The company does provide a chart of its historical and anticipated bookings in its investor deck, which is useful to a degree. The company defines quarterly bookings, for example, as its monthly paying users, or MPU, multiplied by its average bookings per monthly paying user, or ABMPU, multiplied by three. More broadly, Jam City defines bookings as “revenue recognized in the period, excluding related-party revenue, excluding acquired deferred revenue, plus the change in deferred revenue during the period.”

So we have bookings, not revenue, even though Jam City is, per its above definition, tying the two closely together. Here’s the chart that we have:

Image Credits: Jam City

That set of results has generated, and is anticipated to earn, the following non-GAAP, adjusted earnings before various costs:

Image Credits: Jam City

Jam City also discloses in its deck that it had “net losses of $4.6 million and $4.0 million in years ended December 31, 2019 and 2020, respectively.” Its modest, anticipated 2021 adjusted EBITDA is similar to its 2019 result, a year in which it posted a net loss. So, don’t bet the house on the company generating GAAP net income this year.
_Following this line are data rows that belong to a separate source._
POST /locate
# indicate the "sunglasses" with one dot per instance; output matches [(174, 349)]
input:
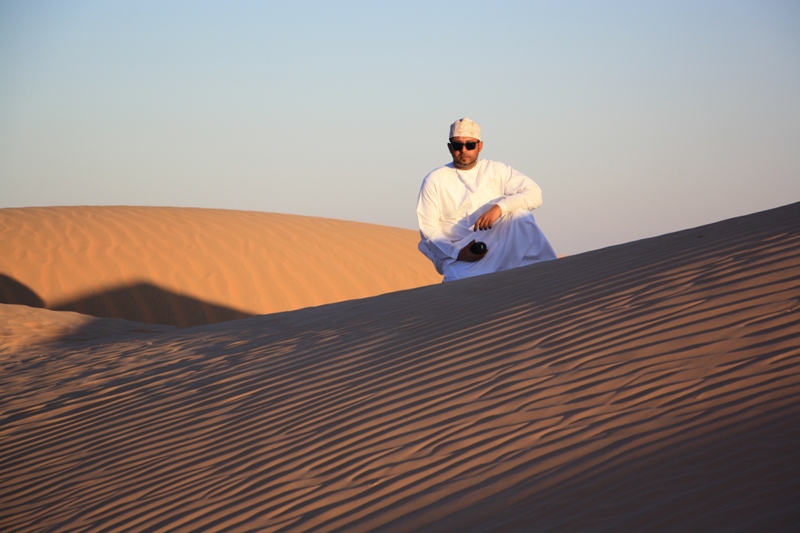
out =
[(470, 145)]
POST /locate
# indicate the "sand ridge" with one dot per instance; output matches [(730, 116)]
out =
[(650, 386), (182, 266)]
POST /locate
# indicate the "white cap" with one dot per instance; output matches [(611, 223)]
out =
[(465, 128)]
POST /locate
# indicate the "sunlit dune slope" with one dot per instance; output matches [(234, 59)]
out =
[(197, 266), (652, 386)]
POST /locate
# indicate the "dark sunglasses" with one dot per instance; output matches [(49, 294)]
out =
[(456, 146)]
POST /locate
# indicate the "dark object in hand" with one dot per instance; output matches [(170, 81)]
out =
[(478, 248)]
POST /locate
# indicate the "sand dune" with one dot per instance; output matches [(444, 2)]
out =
[(197, 266), (652, 386)]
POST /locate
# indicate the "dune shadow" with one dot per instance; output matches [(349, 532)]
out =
[(150, 304), (16, 293)]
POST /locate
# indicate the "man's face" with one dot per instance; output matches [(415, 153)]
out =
[(463, 157)]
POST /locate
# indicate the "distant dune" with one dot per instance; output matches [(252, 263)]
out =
[(189, 267), (651, 386)]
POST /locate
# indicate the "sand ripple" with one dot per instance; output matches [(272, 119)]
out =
[(651, 386)]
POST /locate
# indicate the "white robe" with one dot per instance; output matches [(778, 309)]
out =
[(451, 201)]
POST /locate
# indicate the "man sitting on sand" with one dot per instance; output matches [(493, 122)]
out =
[(478, 195)]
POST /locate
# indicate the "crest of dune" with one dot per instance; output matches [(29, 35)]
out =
[(650, 386)]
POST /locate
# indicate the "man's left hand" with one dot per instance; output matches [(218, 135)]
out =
[(488, 218)]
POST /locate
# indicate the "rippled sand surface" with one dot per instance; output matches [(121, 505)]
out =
[(652, 386)]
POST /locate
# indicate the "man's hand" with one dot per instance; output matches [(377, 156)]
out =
[(466, 254), (488, 218)]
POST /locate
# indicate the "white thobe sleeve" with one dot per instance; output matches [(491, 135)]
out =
[(429, 217), (521, 193)]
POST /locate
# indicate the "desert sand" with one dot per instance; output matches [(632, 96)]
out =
[(188, 267), (650, 386)]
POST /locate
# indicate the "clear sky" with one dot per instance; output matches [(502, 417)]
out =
[(636, 118)]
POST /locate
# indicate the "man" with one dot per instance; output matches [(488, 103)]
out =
[(477, 199)]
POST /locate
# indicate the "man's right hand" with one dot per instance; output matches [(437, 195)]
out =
[(466, 255)]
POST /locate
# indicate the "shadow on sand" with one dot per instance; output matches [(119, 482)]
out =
[(142, 302)]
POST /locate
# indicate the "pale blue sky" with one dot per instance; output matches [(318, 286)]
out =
[(636, 118)]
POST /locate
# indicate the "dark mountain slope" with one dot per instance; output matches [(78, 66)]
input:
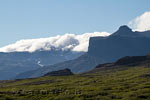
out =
[(14, 63), (124, 42)]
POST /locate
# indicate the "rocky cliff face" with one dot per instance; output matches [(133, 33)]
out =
[(64, 72), (123, 42)]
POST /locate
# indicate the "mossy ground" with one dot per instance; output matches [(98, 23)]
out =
[(132, 83)]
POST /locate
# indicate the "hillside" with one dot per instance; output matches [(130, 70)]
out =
[(14, 63), (123, 42), (126, 79)]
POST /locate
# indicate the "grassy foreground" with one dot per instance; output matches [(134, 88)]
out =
[(132, 83)]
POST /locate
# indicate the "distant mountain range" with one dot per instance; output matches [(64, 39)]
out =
[(13, 63), (124, 42)]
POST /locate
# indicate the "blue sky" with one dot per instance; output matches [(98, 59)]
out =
[(25, 19)]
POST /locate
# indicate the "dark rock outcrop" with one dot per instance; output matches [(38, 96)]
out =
[(64, 72)]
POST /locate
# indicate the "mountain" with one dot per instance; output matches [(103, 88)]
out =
[(123, 42), (63, 72), (125, 79), (14, 63), (30, 54)]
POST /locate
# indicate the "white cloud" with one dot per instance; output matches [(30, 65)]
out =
[(60, 42), (141, 23)]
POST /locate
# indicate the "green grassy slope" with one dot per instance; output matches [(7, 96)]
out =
[(123, 83)]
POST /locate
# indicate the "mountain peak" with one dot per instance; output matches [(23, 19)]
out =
[(124, 31), (124, 28)]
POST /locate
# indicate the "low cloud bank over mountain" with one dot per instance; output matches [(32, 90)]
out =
[(141, 23), (78, 43)]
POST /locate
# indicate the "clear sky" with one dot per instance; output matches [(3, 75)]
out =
[(26, 19)]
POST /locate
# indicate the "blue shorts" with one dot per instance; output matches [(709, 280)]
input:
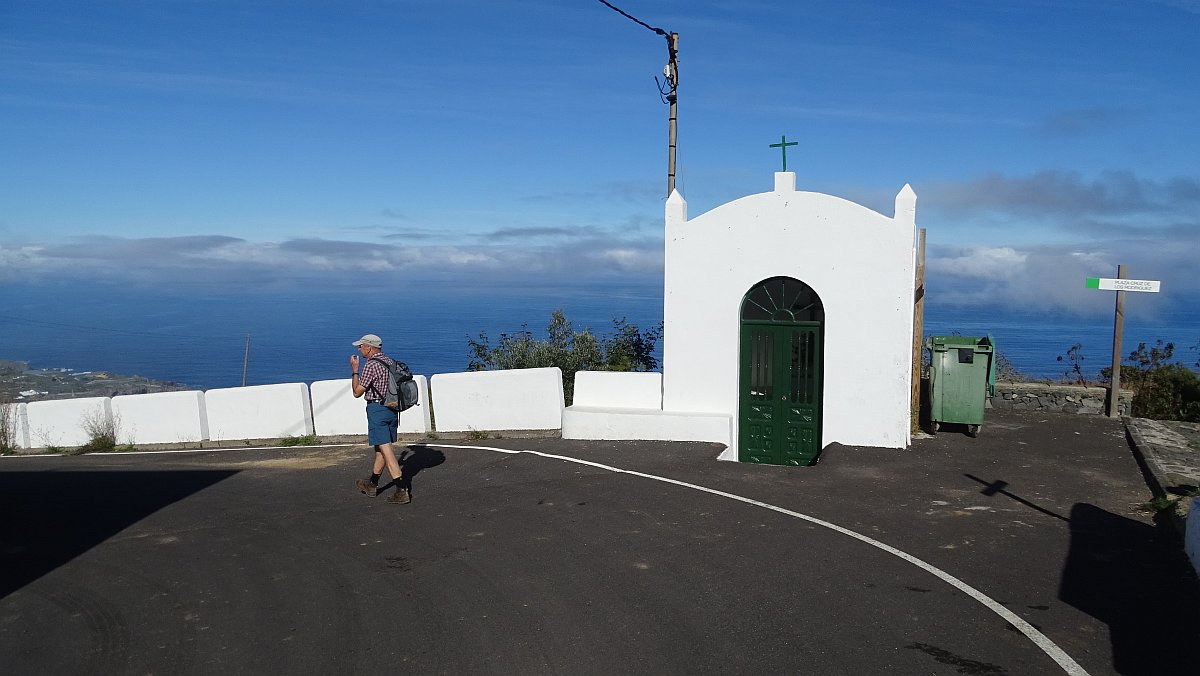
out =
[(381, 424)]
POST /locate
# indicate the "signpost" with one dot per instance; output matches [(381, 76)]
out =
[(1120, 285)]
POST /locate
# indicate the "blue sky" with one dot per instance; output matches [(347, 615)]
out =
[(253, 143)]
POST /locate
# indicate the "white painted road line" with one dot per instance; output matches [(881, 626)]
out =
[(1039, 639)]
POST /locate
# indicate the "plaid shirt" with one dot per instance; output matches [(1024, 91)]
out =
[(373, 376)]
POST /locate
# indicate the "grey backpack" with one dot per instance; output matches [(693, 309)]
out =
[(402, 390)]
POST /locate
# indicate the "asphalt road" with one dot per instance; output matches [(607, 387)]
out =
[(270, 561)]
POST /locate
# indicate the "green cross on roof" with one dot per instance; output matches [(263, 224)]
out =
[(783, 144)]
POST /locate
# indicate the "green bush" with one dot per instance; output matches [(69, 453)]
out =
[(627, 350), (1163, 390)]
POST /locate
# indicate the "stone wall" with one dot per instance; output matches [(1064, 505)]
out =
[(1062, 399)]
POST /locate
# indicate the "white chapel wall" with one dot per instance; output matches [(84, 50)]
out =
[(861, 264)]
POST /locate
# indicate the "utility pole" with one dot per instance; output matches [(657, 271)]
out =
[(669, 90), (245, 362), (672, 75), (1117, 335)]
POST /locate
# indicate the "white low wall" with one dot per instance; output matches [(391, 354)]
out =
[(519, 399), (259, 412), (65, 422), (165, 417), (18, 425), (619, 389), (335, 411), (611, 405), (595, 423)]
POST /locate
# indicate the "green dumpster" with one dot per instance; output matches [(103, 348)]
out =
[(961, 376)]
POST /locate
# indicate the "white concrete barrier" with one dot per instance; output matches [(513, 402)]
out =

Turning away from its general dearth of hard metrics, the Jam City SPAC deal is effectively a bet on its ability to juice Ludia for growth. Scroll up to the revenue chart and observe how much growth the company expects from Ludia in 2022. Jam City, per its deck, forecasts a “2.5x” increase in bookings at the company from 2020 to 2022.

In fairness, Jam City has a history of boosting bookings at acquired companies. Investors, however, are being asked to anticipate strong operating gains from Ludia as part of its 2022 value calculations. Vet that as you will.

All told, the Jam City SPAC deal could be rather neat. Zynga just kicked the hell out of its Q1 results, warming the waters for its smaller rival to make a notable splash. But instead of leaving our work today convinced that Jam City is healthy and hale, we’re stuck mostly annoyed by a lack of transparency from it. A dig through recent SEC filings from DPCM didn’t help.

Not to harp on the Emil Michael point too much, but I suppose that I am not entirely shocked that a person who has a known bias against the press isn’t big on sharing details.